Origins

There is some amount of debate over the exact date, location, and claim to the invention of the motorcycle. Documented evidence can be found of steam-powered bicycles, developed independently during the course of the XIX century. Edward Butler in England and Gottfried Daimler in Germany seem to have been two of the earliest pioneers of the concept of a usable, practical motorcycle, in the mid 1880s. While Butler apparently ran out of financial means, Daimler was purely testing his engines, seeking to adapt them to cars.

It took yet another decade for the world to see production spreading, with France, Britain and Germany soon being joined by other prosperous countries, notably the USA. In a time of rapid economic growth, motorcycles enjoyed a quick evolution, fuelled by the viability of a fast personal vehicle made available at reasonable prices. Racing was also a crucial factor, providing real conditions for improvements to be considered, tested and implemented further.

Halfway along the XX century, motorcycles became a common sight across the world and demand kept on growing.
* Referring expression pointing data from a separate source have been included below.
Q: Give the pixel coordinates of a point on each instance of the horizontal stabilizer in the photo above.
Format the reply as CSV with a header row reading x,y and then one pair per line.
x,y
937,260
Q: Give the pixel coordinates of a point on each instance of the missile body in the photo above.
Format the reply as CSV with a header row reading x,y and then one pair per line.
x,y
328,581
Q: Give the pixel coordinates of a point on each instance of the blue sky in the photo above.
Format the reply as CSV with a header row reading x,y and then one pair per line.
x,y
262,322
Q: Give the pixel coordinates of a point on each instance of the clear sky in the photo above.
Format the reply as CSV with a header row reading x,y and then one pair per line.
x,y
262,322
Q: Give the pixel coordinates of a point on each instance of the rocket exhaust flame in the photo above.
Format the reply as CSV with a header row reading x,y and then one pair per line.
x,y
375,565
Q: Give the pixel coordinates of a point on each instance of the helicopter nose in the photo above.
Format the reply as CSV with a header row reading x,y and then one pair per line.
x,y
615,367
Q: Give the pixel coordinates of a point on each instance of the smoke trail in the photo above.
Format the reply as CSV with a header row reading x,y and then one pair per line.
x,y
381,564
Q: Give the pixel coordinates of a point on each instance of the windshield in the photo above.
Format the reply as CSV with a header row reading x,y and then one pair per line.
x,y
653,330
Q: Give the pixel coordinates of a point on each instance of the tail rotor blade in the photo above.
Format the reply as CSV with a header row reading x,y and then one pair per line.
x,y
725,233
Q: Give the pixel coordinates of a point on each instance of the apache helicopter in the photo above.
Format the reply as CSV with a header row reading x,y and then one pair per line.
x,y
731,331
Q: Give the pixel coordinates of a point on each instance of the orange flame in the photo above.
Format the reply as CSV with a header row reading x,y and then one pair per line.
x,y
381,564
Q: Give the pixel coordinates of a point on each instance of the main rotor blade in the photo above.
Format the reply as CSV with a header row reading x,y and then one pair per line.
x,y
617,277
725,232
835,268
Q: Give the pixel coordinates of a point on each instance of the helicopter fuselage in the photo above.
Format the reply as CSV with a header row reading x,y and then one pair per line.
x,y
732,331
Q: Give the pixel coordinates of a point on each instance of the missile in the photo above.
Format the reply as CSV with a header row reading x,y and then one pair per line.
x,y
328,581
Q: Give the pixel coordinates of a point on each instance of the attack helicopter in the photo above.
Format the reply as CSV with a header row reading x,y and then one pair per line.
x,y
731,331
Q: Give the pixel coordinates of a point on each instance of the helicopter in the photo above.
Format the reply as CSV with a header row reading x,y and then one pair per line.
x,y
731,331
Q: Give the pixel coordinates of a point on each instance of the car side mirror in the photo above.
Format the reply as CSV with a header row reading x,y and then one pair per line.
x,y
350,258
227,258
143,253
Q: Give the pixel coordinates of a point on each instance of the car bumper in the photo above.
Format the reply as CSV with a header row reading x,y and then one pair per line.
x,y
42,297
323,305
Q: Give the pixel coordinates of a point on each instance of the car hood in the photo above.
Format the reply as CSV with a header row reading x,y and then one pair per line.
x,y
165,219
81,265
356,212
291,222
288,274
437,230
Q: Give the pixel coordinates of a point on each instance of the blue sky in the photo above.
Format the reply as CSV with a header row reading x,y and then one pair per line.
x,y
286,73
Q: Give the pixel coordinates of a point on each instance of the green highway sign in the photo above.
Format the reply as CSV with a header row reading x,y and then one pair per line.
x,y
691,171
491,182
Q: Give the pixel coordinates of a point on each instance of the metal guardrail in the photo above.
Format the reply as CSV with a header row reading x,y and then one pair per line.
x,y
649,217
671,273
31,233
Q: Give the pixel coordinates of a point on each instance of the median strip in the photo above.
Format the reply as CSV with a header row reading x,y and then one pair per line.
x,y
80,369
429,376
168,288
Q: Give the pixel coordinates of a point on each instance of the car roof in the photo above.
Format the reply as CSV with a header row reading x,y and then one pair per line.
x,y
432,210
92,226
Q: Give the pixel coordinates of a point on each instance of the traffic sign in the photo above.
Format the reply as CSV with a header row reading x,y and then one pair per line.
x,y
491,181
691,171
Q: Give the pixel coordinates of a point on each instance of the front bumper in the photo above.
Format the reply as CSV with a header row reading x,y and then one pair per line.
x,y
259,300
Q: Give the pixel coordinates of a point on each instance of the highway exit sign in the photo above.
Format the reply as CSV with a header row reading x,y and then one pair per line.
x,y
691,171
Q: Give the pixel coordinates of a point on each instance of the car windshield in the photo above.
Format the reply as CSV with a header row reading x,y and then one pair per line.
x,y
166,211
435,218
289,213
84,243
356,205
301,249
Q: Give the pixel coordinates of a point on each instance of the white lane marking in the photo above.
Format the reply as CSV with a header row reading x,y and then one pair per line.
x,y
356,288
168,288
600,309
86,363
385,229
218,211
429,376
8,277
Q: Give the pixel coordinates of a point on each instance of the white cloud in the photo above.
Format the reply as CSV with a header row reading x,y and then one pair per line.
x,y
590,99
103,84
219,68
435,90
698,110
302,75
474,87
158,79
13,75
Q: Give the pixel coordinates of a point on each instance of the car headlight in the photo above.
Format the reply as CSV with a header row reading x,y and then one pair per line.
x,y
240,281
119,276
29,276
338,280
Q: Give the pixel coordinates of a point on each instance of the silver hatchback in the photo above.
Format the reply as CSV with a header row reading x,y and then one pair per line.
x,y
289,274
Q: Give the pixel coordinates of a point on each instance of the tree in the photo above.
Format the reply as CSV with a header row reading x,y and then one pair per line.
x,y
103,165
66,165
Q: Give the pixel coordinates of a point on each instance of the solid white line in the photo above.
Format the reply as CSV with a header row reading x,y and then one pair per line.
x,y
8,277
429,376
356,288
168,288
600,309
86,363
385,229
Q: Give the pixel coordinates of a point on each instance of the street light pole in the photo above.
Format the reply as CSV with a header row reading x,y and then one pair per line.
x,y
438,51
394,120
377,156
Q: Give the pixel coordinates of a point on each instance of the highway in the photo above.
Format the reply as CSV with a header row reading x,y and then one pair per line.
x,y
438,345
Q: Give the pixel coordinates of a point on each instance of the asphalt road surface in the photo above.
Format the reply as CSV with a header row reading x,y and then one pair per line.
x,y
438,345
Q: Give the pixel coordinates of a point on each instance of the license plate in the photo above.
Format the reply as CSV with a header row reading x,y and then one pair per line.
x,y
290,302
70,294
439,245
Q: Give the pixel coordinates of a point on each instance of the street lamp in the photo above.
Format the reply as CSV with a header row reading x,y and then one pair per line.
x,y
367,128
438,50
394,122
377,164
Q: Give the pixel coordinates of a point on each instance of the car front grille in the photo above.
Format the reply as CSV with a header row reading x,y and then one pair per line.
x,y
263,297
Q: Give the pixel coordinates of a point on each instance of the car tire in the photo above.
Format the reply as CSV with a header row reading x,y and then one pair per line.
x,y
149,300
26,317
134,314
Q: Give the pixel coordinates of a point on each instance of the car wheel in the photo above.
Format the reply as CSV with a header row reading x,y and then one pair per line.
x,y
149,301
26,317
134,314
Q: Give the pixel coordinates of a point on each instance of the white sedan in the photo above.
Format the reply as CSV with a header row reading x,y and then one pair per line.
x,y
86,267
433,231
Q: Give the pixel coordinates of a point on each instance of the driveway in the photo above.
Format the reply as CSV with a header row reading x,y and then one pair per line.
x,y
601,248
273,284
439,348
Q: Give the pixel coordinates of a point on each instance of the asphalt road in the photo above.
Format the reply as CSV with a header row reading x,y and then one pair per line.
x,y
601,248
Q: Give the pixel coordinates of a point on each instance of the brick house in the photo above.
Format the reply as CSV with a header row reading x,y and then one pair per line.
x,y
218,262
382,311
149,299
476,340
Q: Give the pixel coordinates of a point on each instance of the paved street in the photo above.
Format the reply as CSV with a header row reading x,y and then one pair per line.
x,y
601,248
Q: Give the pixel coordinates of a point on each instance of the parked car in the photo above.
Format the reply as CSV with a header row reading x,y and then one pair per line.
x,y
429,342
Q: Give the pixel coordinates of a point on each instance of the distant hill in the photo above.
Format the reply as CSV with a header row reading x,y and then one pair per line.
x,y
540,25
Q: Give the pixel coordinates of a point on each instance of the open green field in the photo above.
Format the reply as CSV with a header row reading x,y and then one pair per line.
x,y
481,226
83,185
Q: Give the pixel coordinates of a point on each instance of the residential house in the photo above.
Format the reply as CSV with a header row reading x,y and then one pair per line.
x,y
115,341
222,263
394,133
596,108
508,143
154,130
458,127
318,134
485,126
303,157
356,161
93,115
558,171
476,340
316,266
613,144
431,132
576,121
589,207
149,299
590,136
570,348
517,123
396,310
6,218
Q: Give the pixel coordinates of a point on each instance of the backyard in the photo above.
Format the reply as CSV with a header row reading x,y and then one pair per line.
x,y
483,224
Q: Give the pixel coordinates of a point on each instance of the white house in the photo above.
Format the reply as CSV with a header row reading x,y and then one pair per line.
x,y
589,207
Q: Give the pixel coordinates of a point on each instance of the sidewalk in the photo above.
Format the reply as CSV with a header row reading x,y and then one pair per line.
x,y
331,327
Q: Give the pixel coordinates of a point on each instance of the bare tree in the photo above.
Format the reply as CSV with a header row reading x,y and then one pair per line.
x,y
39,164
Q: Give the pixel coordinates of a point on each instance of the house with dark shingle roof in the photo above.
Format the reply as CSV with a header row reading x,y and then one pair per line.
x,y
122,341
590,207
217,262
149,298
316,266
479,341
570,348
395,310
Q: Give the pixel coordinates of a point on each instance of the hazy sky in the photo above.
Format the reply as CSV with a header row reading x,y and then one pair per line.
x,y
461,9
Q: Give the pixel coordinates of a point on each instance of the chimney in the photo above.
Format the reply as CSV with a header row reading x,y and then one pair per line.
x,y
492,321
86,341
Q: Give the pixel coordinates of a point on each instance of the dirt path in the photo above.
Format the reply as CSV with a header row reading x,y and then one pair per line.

After initial European and American dominance, Asia turned out to be, by far, the main buyer of motorcycles and the image of hundreds of bikes carrying all sorts of goods (or improbable amounts of people), entangled in indescribable traffic scenes in mega cities like Kuala Lumpur, Bangkok, Manila or Jakarta can be seen on a daily basis.

Modern regulations with regards to safety, noise limitation and pollution prevention have been shaping recent production, forcing enterprises to adapt to new laws and norms, but surely won’t prevent the ongoing use of motorcycles as a worldwide transportation method for years to come.